As you can see above, the high-bias model (underfitted model) can’t really decide to what class each data point belongs to. It’s the worst possible model.

In high variance, the model fits the data perfectly, correctly classifying all the data points. But if you find a dubious example close to the border between the two classes where we don’t know if it’s an ‘x’ or a circle, what option do you choose with that model?

Although this model behaves well with your training data, it’s incapable of generalizing to new data that doesn’t follow the memorized patterns in the training data, aka being incapable of predicting the correct way with new data that is slightly different from the data seen during training.

The one in the middle finds the sweet spot, as even though it will have some mistakes (like the circle that is on the wrong side of the border) the model has still realized that data points close to the bottom-left side of the graph are usually circles (which is palpably true and it’s a good pattern to learn).

And the real question is, where do LLMs land in this?

The Sweetest Spot

It’s hard to define, but one could make the case that they are heavily underfitted.

The reason for this is that most LLMs can be considered foundation models, models that have reached a point where they are capable of deep generalization, even at data and tasks like nothing they have seen before!

In other words, they tend to have low variance, meaning that they are well-responsive to many different changes. Read here for an in-depth yet digestible explanation of what foundation models are. This is easily understood if we think about the human language.

It’s almost guaranteed that the way you and I communicate with ChatGPT, or any other LLM, will be very, very different. Still, the model responds similarly to similar requests, no matter the format they have been received.

However, saying that LLMs are underfitted could be misinterpreted, because that could be understood as saying that they don’t predict things as they should. However, even though they are low variance, they still have pretty low bias too, allowing them to be useful most of the time.

What’s more, although I’ve not seen anyone claim this, foundation models could be the first time we have actually had a low variance/low bias AI model. However, it’s safe to say that in the variance/bias spectrum, they are generally low variance and low bias, although they can exhibit high bias (when performing poorly in certain tasks) and high variance in many cases (especially when fine-tuned to very specific tasks too much).

But why?

Well, because even after having managed to learn the distribution of language, which is one of the hardest functions one could approximate, LLMs are still massively underutilized in practice.

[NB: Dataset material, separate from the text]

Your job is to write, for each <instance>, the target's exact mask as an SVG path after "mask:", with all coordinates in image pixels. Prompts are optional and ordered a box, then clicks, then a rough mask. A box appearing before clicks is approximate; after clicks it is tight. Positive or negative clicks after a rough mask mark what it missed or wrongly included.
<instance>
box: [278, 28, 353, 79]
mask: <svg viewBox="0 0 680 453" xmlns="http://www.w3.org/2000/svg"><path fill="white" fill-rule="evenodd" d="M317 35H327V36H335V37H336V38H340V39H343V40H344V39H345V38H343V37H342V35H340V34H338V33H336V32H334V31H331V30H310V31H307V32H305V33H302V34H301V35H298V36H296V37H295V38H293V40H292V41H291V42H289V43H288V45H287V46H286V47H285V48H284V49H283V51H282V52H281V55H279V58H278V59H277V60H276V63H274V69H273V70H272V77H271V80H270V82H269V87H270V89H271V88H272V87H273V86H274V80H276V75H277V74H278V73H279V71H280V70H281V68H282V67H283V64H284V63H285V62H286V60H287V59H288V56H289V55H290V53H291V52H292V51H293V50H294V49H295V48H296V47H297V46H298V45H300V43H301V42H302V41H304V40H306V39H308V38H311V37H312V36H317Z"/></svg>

In other words, out of the billions of parameters they have, only a small fraction (a very, very small one in some cases) actually run for a certain prediction.

This is the reason why researchers these days run many more epochs of the data (entire runs over the training data) to improve model performance and still not going anywhere near to overfitting the model (unless the data is too specific).

Consequently, even though you run the entire network for every single prediction, only a small set of neurons actually matter in each prediction, making the process incredibly inefficient.

Still, they are the best models we have today, period.

Still a Trade-off, Much Less of a Problem

In this post we have reflected on one of the most complex tasks in AI today, finding the sweet spot between bias and variance. Thanks to foundation models, this trade-off is much less of a problem these days.

However, even our most powerful models can still suffer the effects of the trade-off, mainly:

Overfitting Risks: When fine-tuning on small or highly specific datasets, there is a risk of overfitting, which could increase variance if not managed properly.
Hallucination and Errors: LLMs can still make errors, such as generating plausible but incorrect or fictional information (hallucinations), especially in tasks requiring high factual accuracy.
Computation and Resource Intensity: The training and deployment of LLMs require significant computational resources, which can be a barrier in terms of accessibility and cost.

Thus, it’s still very relevant to keep this trade-off very much top-of-mind whenever you are faced with the challenge of building an AI system.